Back in the 1990s, the vehicle of choice for the 75th Ranger Regiment was the RSOV. Produced by Land Rover, the Ranger Special Operations Vehicle met the criteria we needed in a wheeled vehicle. Helping us facilitate airfield seizures, the RSOV offered a team of Rangers rapid mobility.

The vehicle was quick and stealthy and used primarily for setting up blocking positions on major roads leading into an airfield.

Under its hood was a four-cylinder turbo diesel coupled to a manual transmission. As a “bike and Jeep” instructor, I spent most of the time teaching Rangers how to drive a stick. But it was the quiet engine and black paint scheme that allowed up to move around undetected.

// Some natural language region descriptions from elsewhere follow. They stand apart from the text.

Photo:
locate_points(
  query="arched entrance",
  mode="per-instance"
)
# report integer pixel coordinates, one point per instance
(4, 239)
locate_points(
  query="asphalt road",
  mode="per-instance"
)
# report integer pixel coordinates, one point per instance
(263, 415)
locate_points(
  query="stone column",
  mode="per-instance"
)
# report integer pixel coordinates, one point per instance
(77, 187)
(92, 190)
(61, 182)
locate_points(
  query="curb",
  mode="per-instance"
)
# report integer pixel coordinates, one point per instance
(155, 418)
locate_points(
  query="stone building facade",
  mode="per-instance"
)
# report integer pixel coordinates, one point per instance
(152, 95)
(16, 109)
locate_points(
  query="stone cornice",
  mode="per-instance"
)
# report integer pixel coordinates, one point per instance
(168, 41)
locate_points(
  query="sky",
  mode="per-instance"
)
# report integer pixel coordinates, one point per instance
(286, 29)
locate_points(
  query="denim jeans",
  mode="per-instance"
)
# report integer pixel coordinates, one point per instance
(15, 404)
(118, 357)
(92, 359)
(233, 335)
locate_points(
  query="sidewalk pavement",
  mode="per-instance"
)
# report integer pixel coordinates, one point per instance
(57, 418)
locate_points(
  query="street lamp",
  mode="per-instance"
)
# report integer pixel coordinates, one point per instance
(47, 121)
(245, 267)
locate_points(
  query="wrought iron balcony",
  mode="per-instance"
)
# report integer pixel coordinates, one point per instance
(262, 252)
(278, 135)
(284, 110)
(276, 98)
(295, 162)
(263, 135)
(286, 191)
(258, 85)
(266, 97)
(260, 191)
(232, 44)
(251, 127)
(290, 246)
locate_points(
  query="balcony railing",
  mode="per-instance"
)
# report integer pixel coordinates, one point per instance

A Ranger Special Operations Vehicle (RSOV)
A Ranger Special Operations Vehicle (RSOV). (Wikimedia Commons)

The ability to mount an M2 .50 Caliber machine gun or an Mk-19 40mm grenade launcher on the open turret gave the team a good standoff range. The open cockpit of the RSOV allowed every member to provide 360-degree security while underway. Additionally, the TC, or right seater, had an M249 mounted on a swivel for that extra punch. Infrared headlights allowed us to drive full speed at night while using night vision goggles. Further, the RSOVs’ slender frame allowed the 75th Ranger Regiment to load these vehicles side by side on the C-141 and single file on the C-130.

Unfortunately, the modern battlespace is riddled with IEDs and the RSOV wouldn’t stand a chance. It had its place in time and I really enjoyed both driving and instructing in it. With the introduction of the wider C-17, up-armored HMVEEs have become transportable and offer the protection soldiers need in the current environment.